In the first part of the talk, we discuss the history of the problem and seminal contributions by Blackwell, Chernoff, De Groot, and Stein. Considering the problem of measurement-based noisy search as a special case, we discuss the information theoretic notions of acquisition rate and reliability (and their fundamental trade-off), Extrinsic Jensen-Shannon divergence, and posterior matching. In the second part of the talk, we will use these notions and insights for an array of important problems in machine learning: 1) active Bayesian learning, 2) empirical function optimization, and 3) multi-agent learning.
Abstract: During the last two decades, concentration of measure has been a subject of various exciting developments in convex geometry, functional analysis, statistical physics, high-dimensional statistics, probability theory, information theory, communications and coding theory, computer science, and learning theory. One common theme that emerges in these fields is probabilistic stability: complicated, nonlinear functions of a large number of independent or weakly dependent random variables often tend to concentrate sharply around their expected values. Information theory plays a key role in the derivation of concentration inequalities. Indeed, both the entropy method and the approach based on transportation-cost inequalities are two major information-theoretic paths toward proving concentration.
Machine learning algorithms can be viewed as stochastic transformations (or channels, in information-theoretic parlance) that map training data to hypotheses. Following the classic paper of Bousquet and Elisseeff, we say that such an algorithm is stable if its output does not depend too much on any individual training example. Since stability is closely connected to generalization capabilities of learning algorithms, it is of theoretical and practical interest to obtain sharp quantitative estimates on the generalization bias of machine learning algorithms in terms of their stability properties. In this tutorial, I will survey a recent line of work aimed at deriving stability and/or generalization guarantees for learning algorithms based on mutual information, erasure mutual information, and related information-theoretic quantities.
Abstract: We will provide short research vignettes that draw inspiration from Shannon's ground-breaking impact on modern information and communication systems. These reflect personal research stories, and include: (i) the uncovering of a functional duality between source coding and channel coding, that is of particular interest in the presence of side-information; (ii) exchangeability between compression and encryption in a secure and efficient system; (iii) a surprising connection between sampling theory and sparse-graph coding theory uncovered in the setting of multi-band sub-Nyquist sampling; and (iv) the powerful role of codes in learning sparse structure and speeding up distributed computation in modern cloud platforms.
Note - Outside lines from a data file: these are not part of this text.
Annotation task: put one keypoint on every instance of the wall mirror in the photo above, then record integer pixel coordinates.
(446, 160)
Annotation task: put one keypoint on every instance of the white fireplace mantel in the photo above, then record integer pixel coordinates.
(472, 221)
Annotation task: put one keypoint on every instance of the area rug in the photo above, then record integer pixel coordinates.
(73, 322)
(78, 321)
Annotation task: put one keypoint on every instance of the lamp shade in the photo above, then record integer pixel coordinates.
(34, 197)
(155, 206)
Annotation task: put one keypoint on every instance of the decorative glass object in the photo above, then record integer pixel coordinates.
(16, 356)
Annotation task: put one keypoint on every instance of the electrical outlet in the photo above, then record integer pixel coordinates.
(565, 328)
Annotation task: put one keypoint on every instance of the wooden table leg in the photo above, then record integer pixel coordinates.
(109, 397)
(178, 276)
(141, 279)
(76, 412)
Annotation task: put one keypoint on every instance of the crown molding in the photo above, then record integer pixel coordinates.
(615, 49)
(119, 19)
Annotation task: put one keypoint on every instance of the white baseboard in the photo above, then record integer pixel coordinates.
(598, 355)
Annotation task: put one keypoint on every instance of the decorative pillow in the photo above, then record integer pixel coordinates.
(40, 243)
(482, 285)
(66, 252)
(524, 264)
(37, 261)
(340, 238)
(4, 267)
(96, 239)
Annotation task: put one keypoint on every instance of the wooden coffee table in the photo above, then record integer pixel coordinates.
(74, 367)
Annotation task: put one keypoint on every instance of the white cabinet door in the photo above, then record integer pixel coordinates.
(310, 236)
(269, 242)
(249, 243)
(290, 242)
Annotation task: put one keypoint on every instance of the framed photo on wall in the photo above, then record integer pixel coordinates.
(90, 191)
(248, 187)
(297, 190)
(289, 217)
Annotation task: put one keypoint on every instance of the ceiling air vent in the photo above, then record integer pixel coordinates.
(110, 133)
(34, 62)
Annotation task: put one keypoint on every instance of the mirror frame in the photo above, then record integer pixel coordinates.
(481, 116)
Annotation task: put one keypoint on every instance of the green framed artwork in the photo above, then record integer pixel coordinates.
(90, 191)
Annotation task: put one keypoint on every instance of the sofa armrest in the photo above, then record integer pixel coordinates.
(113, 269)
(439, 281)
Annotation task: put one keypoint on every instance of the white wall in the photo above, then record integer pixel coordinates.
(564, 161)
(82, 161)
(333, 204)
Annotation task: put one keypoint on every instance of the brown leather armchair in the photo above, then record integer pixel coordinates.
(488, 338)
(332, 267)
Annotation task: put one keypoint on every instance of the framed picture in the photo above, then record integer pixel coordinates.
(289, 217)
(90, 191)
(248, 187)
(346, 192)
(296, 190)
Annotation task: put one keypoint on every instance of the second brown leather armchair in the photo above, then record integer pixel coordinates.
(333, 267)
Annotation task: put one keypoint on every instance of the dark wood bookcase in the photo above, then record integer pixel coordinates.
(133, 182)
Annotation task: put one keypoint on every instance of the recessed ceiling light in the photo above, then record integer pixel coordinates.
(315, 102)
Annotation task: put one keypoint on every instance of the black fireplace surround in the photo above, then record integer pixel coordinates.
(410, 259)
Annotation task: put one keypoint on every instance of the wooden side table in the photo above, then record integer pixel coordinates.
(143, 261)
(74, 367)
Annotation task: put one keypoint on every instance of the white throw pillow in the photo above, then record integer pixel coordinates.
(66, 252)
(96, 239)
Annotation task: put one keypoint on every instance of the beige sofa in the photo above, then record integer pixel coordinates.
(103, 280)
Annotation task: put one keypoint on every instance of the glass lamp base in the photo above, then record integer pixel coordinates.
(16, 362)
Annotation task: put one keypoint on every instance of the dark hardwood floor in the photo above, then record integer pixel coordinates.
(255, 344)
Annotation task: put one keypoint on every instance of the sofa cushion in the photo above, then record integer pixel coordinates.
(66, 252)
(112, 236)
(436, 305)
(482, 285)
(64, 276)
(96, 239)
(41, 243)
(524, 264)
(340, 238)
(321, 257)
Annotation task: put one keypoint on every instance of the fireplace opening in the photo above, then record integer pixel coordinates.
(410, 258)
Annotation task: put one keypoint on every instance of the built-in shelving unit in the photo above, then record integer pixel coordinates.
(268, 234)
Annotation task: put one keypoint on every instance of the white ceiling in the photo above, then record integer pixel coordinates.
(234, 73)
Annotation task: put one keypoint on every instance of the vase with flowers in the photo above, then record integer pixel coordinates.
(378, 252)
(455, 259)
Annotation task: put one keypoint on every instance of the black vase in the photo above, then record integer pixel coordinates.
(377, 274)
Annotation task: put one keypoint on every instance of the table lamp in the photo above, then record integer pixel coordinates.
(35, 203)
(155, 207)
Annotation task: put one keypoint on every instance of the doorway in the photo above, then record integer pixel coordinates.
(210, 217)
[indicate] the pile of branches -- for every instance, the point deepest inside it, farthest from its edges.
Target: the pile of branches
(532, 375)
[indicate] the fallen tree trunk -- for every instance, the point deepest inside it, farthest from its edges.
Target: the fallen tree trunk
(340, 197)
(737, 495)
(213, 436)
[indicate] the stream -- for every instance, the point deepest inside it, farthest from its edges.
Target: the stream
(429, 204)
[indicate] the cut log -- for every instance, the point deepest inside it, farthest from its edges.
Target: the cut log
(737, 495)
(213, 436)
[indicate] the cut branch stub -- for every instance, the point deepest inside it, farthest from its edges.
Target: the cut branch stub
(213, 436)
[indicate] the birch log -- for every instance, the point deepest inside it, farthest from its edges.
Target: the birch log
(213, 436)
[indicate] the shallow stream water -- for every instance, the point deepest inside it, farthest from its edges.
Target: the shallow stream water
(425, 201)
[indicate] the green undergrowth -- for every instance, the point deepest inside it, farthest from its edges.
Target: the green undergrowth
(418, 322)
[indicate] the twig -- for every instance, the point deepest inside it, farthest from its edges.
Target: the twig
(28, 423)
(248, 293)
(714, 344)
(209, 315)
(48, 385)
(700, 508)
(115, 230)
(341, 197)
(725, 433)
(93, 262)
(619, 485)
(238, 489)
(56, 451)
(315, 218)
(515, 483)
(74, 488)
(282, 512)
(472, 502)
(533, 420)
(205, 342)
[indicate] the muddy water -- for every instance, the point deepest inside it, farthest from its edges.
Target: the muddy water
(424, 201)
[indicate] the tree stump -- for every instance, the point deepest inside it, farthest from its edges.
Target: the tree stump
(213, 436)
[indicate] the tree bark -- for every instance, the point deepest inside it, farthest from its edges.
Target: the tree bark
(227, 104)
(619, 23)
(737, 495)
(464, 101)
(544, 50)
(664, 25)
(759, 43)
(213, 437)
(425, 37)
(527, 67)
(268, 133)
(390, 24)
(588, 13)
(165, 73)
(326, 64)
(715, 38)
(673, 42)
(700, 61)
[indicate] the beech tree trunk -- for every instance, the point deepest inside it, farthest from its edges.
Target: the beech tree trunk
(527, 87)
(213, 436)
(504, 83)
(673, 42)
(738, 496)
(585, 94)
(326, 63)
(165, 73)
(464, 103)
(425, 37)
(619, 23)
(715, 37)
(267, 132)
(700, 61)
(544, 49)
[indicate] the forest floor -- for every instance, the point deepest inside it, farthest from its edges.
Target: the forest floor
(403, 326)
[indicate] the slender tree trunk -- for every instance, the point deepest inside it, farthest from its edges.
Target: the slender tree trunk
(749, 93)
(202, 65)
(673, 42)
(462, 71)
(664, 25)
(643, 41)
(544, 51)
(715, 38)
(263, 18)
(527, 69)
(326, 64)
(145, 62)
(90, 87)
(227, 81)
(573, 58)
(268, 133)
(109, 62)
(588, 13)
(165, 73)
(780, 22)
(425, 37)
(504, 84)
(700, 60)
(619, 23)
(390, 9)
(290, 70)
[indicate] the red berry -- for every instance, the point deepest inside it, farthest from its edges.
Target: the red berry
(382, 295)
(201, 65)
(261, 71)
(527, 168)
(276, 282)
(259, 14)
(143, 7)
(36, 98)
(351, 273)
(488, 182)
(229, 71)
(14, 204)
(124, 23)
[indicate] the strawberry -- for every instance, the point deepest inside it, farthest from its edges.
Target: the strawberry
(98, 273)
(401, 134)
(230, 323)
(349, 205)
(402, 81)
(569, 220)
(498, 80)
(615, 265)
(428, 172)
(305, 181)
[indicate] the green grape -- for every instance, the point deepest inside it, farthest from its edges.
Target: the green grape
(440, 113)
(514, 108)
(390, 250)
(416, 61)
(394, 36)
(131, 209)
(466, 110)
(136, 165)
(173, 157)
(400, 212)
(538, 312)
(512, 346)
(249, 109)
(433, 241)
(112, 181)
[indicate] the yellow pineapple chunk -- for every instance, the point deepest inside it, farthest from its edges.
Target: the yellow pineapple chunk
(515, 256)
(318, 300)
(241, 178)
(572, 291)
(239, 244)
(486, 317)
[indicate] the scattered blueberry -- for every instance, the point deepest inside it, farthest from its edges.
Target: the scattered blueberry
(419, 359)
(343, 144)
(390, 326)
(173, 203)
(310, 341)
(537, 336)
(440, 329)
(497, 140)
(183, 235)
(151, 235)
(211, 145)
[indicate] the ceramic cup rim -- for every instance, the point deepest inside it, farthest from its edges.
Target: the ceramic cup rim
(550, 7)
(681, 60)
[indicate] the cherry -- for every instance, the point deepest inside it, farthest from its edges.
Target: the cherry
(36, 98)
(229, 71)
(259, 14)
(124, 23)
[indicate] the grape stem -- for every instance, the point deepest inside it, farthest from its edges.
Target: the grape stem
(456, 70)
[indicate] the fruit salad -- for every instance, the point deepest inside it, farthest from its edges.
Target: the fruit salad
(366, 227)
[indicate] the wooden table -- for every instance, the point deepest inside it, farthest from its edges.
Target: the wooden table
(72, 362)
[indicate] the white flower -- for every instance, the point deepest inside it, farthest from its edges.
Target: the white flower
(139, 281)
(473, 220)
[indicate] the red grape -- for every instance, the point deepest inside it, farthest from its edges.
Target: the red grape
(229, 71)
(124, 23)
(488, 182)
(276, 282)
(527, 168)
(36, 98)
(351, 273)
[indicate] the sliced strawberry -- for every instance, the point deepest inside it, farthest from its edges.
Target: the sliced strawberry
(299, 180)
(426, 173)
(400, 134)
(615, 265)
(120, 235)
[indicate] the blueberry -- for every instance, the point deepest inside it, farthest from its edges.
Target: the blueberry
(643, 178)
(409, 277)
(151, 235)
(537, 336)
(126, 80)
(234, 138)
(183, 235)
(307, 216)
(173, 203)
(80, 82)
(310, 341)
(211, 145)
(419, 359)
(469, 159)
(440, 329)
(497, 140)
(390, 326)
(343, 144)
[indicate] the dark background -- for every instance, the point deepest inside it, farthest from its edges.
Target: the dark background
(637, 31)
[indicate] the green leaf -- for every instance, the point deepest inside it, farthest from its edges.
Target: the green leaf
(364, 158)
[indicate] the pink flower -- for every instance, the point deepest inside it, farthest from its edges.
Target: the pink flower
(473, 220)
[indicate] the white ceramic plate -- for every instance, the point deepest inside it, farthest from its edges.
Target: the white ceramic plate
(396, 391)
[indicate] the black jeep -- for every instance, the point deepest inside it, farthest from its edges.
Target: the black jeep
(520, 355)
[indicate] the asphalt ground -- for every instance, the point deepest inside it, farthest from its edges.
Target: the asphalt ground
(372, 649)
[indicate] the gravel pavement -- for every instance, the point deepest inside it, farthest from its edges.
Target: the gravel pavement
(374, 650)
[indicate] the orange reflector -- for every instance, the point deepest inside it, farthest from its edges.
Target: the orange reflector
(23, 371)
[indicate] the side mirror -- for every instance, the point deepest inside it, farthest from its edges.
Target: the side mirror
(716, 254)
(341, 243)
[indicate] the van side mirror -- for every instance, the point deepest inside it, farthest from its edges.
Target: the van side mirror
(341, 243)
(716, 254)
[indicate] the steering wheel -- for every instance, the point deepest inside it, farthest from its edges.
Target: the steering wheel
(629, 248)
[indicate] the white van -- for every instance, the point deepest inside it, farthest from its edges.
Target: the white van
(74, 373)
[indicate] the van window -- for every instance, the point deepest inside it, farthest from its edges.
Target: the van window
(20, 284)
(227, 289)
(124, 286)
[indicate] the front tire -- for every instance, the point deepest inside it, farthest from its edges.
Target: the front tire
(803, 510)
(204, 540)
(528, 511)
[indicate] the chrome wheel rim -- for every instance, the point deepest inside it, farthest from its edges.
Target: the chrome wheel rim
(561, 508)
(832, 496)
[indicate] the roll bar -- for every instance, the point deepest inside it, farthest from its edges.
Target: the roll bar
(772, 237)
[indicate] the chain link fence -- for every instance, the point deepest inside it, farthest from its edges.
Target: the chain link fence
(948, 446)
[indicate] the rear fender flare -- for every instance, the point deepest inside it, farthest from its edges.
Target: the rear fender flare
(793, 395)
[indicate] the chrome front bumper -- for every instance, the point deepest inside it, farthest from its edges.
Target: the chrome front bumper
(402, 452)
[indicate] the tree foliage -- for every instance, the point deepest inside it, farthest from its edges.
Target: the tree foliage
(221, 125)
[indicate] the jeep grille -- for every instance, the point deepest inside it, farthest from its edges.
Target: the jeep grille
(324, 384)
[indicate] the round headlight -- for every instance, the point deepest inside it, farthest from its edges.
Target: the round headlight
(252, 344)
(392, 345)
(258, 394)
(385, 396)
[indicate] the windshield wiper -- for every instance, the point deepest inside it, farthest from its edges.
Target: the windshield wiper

Abstract: This course will cover differential privacy — a restriction on data analysis algorithms that offers meaningful confidentiality guarantees to individuals’ data against attackers with arbitrary side information. The first part of the course will explain why privacy can be difficult to ensure, discussing a range of attacks based on statistical releases. We will then introduce differential privacy and some of the basic techniques used to design differentially private algorithms. Finally, we will see applications of differential privacy to maintaining statistical validity of adaptive data analysis (in which data are re-used across a sequence of studies). Throughout, we will highlight connections to information-theoretic notions.